The other scene that seems to have done a lot more for other people than for me was about religion being used to justify violence. Except that half the examples weren't theologically-motivated. Now, I admit, I'm touchy about comparisons between flat-out, deliberate genocide and, and racism-motivated production of shitty, but not, for the most part death-inducing, conditions* and the conflation of the two didn't leave me well-disposed towards their point. To be blunt, it made me feel like they were co-opting other people's pain without acknowledging what makes it unique, which I find disrespectful. Between the two issues, this scene really didn't work for me.

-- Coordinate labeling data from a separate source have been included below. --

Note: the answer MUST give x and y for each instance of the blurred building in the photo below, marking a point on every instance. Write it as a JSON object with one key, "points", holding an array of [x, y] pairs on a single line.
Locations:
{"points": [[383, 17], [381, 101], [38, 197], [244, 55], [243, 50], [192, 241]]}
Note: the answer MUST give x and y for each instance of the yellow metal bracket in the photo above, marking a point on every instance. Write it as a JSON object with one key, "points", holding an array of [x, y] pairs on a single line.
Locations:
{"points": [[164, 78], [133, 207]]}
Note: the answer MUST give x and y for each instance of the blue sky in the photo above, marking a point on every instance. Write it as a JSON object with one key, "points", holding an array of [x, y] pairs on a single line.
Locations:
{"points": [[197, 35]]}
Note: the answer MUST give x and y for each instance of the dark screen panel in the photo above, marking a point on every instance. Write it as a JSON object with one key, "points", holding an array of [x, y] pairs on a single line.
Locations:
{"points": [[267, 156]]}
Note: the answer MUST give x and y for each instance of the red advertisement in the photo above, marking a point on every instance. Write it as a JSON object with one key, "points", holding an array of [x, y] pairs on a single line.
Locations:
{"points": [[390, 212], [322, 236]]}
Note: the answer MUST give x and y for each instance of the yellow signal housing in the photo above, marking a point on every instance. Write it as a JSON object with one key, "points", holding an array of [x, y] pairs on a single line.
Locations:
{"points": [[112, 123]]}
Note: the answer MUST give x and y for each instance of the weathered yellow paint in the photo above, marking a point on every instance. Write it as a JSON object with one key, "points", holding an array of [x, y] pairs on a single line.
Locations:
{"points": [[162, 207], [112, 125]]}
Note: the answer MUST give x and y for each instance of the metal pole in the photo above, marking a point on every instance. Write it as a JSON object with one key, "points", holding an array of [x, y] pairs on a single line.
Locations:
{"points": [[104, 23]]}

That being said, trying to articulate why these scenes bothered me was certainly thought-provoking, though almost more in making me aware of how much my time around Israelis has shifted my perceptions than in the way the show was intended. One of the scene that got to me most was probably the one featuring an elderly Hurricane Katrina victim struggling with crappy (non-)response to PTSD. I also really liked a scene about a father dying while saving people from the floodwaters that (facilitated by one of those musical riffs mentioned above) had a brilliantly-done message about the importance of taking action rather than leaving things entirely "in G-d's hands."

Just as my preferred and...less-preferred scenes say more about me than about the show, so does my struggle with the format of the show. I'm aware that "spiraling" (as opposed to linear) narratives are characteristic of oral histories/storytelling and that it's a bit of a trend in theatre that embraces "minority" experiences to lean to a greater or lesser extent in that direction. Knowing that, however, didn't stop me from spending much of the show trying to fit the pieces/scenes together.

One way or another, I'm really glad I went to see this show. It was thought-provoking, had a good message, and was beautifully executed. And tickets for people under 30 are available for only $10 :) (they only list it on the site's fine print, but are super nice when you call to get the tickets).

* The friend with whom I went to the show asked me to clarify this bit. From what I sent to her: "My issue was with comparing what I see more as xenophobia marginally tempered by a token nod to human rights (internment camps) to the deliberate fostering of an ideology that justifies the creation of a class of okay-to-kill people in order to avert class riots (by poor whites in North America or by poor Christian Germans and Poles in Europe)."